Le premier est le baron Clary et le dernier, Michel Pelletier qui signe le contrat chargeant la Société du Casino Municipal d’édifier sur la place de l’Hôtel de Ville, un casino : pour le construire, on détruit.

En 1911, la place de l’Hôtel de Ville est un chantier : adieu, marché couvert, adieu, bains chauds et théâtre, adieu, jardin public et kiosque, adieu, l’Eden Casino et ses galeries.

En 1912, on y assiste à une métamorphose.

Le Casino de 6500m2, construit en 16 mois à peine s’élève, colossal ; il sera inauguré le 29 juin 1912 et la place de l’Hôtel de Ville sera alors baptisée « place du Casino ». La Mairie quant à elle, sera détruite dans les premiers jours de juin 1912 alors que la nouvelle Mairie ne sera achevée que vers la fin de l’année 1913 !

Ainsi curieusement, pendant plus d’un an et demi, Trouville se retrouve sans Mairie, comme au bon vieux temps ! Et le conseil municipal se réunira alors à l’Hôtel Meurice, à l’angle de la rue saint Michel et de la rue Carnot.

Juin 1912 ! Trouville « la Reine » compte près de 6000 habitants et une foule d’estivants ; elle est dotée d’une gare et de deux casinos (dont le Casino-Salon de 1847 qui ne disparaîtra qu’en 1926) mais pas de Mairie !

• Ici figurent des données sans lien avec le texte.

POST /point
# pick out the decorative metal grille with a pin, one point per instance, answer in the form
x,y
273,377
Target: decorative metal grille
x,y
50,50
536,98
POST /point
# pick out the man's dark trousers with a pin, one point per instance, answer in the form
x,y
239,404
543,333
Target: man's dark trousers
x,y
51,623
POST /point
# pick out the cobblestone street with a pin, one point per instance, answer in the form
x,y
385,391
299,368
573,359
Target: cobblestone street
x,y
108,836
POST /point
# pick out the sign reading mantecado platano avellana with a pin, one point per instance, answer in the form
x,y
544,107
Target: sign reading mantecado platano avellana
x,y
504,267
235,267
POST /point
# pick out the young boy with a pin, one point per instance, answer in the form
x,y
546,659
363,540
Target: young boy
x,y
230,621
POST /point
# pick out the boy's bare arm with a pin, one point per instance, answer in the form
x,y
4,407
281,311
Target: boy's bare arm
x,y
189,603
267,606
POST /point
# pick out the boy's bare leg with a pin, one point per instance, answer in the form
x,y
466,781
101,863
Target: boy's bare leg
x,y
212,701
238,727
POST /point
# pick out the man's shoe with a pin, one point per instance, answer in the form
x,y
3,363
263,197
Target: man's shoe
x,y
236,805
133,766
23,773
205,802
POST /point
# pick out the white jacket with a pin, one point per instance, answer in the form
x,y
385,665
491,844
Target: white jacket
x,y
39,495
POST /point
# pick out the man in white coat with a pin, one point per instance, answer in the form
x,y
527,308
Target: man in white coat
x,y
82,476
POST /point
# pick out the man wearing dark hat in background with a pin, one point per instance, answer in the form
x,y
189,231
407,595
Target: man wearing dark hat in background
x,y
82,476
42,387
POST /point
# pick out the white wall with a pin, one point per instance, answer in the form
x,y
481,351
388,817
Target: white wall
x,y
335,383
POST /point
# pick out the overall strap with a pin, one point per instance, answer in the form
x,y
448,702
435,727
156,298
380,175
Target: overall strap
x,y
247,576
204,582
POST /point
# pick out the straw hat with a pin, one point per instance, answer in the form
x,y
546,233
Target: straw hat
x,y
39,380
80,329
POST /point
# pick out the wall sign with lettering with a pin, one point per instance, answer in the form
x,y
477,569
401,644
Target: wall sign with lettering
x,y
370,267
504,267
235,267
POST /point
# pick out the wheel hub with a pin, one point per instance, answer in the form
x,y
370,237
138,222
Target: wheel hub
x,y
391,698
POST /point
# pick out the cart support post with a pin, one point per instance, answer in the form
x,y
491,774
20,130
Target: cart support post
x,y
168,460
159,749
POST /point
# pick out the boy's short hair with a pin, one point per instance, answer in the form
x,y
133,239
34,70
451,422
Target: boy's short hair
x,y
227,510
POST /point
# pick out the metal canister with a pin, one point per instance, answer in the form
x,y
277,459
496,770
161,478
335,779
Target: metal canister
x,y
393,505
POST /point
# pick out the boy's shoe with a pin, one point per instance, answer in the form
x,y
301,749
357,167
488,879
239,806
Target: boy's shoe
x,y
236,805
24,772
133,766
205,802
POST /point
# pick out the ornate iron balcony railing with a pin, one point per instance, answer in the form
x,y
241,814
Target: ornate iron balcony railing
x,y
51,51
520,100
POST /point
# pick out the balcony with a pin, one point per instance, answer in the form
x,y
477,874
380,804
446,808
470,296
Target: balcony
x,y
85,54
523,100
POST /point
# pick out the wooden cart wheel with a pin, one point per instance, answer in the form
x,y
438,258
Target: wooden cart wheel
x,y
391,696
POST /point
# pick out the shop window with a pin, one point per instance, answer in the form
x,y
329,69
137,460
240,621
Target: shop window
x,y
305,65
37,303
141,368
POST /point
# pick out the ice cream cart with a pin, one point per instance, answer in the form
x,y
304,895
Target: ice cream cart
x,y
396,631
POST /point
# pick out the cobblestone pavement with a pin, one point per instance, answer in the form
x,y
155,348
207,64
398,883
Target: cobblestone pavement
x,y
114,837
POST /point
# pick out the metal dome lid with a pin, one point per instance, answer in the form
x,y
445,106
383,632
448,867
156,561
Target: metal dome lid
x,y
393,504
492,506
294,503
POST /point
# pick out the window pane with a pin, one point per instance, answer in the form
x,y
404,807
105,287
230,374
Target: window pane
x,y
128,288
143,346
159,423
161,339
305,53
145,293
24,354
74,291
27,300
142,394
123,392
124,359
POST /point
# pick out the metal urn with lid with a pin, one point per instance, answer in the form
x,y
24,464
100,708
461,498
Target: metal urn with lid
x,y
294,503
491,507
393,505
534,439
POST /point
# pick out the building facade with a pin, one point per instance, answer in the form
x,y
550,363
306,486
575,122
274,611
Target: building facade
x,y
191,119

Un concours est lancé pour sa construction, remporté par les architectes, Laurent et Paul Farge, père et fils. De réputation mondiale, ils se sont illustrés dans de prestigieuses réalisations. A Madrid, ils ont collaboré, lors de la construction du Casino Royal, avec le maître-verrier Jules-Pierre Mauméjean dont un des fils, Carl, a réalisé huit vitraux pour … Saint Michel d’Hennequeville

Les deux architectes sont contraints, dès 1912, de construire la Mairie sur un plan triangulaire, adossée aux Nouvelles Galeries à l’angle du quai Vallée et de la rue Amiral Maigret. L’édifice s’élève sur trois étages et un sous-sol, accueille tous les services municipaux et se dote aussi d’un cabinet du juge pour les affaires juridiques. Il s’élève, élégant, couronné d’un campanile et d’une plateforme d’observation.

Cette Mairie sera opérationnelle en 1913, année où elle figure sur le plan officiel de la ville.

Quelques années plus tard, Auguste Vimard, maire de 1913 à 1919, y installe une horloge. Peu de changements ont été constatés depuis, si ce ne sont les emplacements des divers services, au gré du besoin de chaque époque. Le 10 septembre 1922, est solennellement inauguré le Monument aux Morts.

« Secrètement » enfouies dans le sous-sol du poste de police de cette nouvelle Mairie, cinq cellules de prison prévues pour les petits délits, sont désormais noblement occupées par les archives.